Edit 4:00pm: We discovered that the mail server ran out of space during the outage and was mishandling mail between 6:25am and now. Domino effect.

Edit Fri 4:00am: Unfortunately parts of the mail server became corrupted. Mail was being temporarily rejected until we resolved numerous software issues by 3:00am. Delayed mail should now be coming in.

August 15, 2012
1 min read

Mail outage

Mail was unavailable between 9:30pm Monday and 7pm Tuesday as a result of electrical work for the UPS, which broke NFS, see post Moving to Hearst Gym. We apologize for the inconvenience.

August 12, 2012
1 min read

Backup server compromised

We discovered that our backup server (pollution.ocf) had been recently misconfigured and was subsequently compromised. pollution maintains copies of account data (home directories, web directories, MySQL databases, and mail inboxes) and administrative credentials.

We immediately investigated, changed the affected credentials, and notified campus. Please assume that the attackers had access to a copy of your account data, and take appropriate measures, especially if you store sensitive or restricted data. Although we determined that account credentials (e.g., password hashes), which are not stored on pollution, were not compromised, feel free to reset your password as an additional security measure.

We sincerely apologize for this inconvenience. If you need any assistance, please let us know.

August 4, 2012
1 min read

Mail is down

OCF email service abruptly stopped due to an issue in our authentication system. Please check back for updates.

Problem was resolved. (2:27 pm 8/4)

July 29, 2012
1 min read

File server and user directory migration

We will be migrating the NFS disk array (file server) and LDAP server (user directory) to new hardware after 8pm tonight. This is necessary to maintain uptime and acceptable performance as much as possible during and after our move to Hearst Gym in August.

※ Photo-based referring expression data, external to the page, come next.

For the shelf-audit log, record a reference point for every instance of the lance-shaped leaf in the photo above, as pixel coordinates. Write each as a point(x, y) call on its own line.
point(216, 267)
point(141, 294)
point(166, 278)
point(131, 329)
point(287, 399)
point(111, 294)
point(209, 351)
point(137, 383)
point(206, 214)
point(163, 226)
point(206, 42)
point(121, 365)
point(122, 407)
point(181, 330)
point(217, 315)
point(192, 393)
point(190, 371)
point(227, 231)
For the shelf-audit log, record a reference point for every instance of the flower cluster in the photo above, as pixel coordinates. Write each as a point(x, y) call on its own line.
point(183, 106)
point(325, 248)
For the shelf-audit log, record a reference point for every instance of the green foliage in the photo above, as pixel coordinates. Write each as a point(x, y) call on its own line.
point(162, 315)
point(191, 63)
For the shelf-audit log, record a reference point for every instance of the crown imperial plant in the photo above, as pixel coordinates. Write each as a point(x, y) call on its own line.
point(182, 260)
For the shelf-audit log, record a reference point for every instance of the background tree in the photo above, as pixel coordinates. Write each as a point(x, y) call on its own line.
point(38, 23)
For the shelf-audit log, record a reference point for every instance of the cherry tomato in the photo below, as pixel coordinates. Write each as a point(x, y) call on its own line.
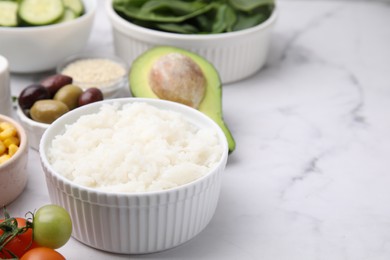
point(52, 226)
point(19, 244)
point(42, 253)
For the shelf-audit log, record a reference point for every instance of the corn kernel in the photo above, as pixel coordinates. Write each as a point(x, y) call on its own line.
point(12, 149)
point(4, 158)
point(5, 125)
point(9, 132)
point(11, 140)
point(3, 148)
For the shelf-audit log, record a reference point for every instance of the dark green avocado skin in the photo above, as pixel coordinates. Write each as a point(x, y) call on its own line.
point(211, 105)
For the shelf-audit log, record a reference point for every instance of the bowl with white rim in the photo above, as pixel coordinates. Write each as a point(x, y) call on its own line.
point(135, 222)
point(32, 49)
point(13, 171)
point(236, 55)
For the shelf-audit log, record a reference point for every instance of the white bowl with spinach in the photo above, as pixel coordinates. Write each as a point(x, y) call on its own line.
point(233, 35)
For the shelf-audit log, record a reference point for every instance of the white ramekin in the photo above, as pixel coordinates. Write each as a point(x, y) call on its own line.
point(135, 223)
point(236, 55)
point(40, 48)
point(33, 128)
point(13, 173)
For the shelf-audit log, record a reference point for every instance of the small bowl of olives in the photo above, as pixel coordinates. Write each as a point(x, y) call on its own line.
point(40, 104)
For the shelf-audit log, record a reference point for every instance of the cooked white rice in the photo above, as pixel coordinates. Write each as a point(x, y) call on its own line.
point(135, 148)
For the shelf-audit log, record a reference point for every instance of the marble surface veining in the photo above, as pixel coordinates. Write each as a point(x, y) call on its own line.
point(310, 178)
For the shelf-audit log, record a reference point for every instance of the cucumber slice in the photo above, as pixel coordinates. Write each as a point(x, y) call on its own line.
point(75, 5)
point(8, 13)
point(67, 16)
point(40, 12)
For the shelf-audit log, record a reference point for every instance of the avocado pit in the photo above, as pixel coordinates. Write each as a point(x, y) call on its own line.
point(178, 78)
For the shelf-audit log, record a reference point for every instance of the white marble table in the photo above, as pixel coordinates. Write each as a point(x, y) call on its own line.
point(310, 179)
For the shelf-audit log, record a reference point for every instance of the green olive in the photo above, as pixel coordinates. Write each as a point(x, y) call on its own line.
point(47, 110)
point(69, 95)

We will attempt to keep files read-only where possible so that services including web hosting will not be as severely affected.

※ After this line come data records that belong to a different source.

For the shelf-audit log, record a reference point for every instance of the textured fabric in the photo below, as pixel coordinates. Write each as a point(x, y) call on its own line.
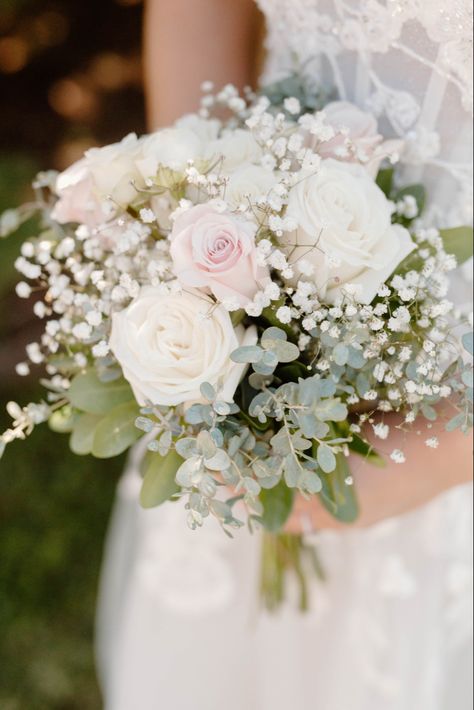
point(178, 621)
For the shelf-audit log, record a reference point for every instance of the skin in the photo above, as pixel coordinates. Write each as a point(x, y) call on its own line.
point(186, 43)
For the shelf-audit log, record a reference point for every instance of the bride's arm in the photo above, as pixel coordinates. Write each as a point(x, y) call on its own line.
point(397, 488)
point(190, 41)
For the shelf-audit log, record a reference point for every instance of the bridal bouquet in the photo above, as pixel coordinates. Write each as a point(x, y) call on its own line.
point(249, 297)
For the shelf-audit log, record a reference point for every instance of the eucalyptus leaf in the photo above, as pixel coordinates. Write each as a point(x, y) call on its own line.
point(247, 354)
point(338, 497)
point(116, 432)
point(326, 458)
point(62, 420)
point(159, 479)
point(82, 436)
point(277, 505)
point(88, 394)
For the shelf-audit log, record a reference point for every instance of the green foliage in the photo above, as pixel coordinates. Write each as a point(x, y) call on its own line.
point(337, 496)
point(88, 394)
point(116, 432)
point(277, 504)
point(159, 483)
point(458, 241)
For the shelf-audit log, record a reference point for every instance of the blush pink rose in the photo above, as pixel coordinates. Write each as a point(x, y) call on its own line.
point(216, 252)
point(367, 145)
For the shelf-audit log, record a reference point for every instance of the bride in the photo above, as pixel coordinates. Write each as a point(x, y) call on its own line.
point(179, 626)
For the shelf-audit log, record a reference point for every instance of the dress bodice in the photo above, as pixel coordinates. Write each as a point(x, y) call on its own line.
point(408, 61)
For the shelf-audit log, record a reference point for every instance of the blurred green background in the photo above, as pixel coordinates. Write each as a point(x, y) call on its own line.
point(70, 77)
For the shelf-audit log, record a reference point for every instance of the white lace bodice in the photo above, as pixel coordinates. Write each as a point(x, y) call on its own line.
point(408, 61)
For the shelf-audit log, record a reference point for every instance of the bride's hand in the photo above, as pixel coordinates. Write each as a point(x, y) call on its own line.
point(397, 488)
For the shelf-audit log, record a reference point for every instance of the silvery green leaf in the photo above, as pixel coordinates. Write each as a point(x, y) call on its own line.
point(217, 437)
point(341, 354)
point(251, 486)
point(208, 391)
point(277, 504)
point(234, 445)
point(222, 510)
point(429, 412)
point(269, 482)
point(207, 486)
point(299, 443)
point(258, 382)
point(331, 410)
point(280, 443)
point(186, 473)
point(144, 424)
point(285, 351)
point(269, 358)
point(292, 471)
point(362, 384)
point(88, 394)
point(205, 444)
point(263, 369)
point(271, 334)
point(187, 447)
point(326, 458)
point(219, 462)
point(315, 388)
point(159, 479)
point(310, 482)
point(164, 443)
point(247, 353)
point(194, 414)
point(82, 436)
point(467, 341)
point(260, 469)
point(116, 432)
point(456, 422)
point(221, 408)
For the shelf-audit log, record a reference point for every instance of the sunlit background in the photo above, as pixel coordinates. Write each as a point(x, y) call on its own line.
point(70, 78)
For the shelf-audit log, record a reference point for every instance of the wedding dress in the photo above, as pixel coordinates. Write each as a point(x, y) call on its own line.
point(179, 626)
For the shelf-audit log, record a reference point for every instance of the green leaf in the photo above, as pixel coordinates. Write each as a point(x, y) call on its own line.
point(82, 437)
point(88, 394)
point(384, 180)
point(62, 421)
point(337, 497)
point(326, 458)
point(159, 483)
point(458, 241)
point(277, 504)
point(247, 353)
point(116, 432)
point(359, 446)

We lack the extra hard drives on hand (we will be using the same hard drives in the new hardware, which means they must be backed up, formatted, and restored), so partial downtime of all OCF services will be unavoidable.

Edit 07/29 02:00am: LDAP migration completed successfully without service interruption. NFS migration (during which file access will be read-only) postponed to later today.

Edit 07/29 06:00pm: NFS migration started. Mail service is offline. Web hosting and SSH are read-only.

Edit 07/30 01:10am: All services except mail restored.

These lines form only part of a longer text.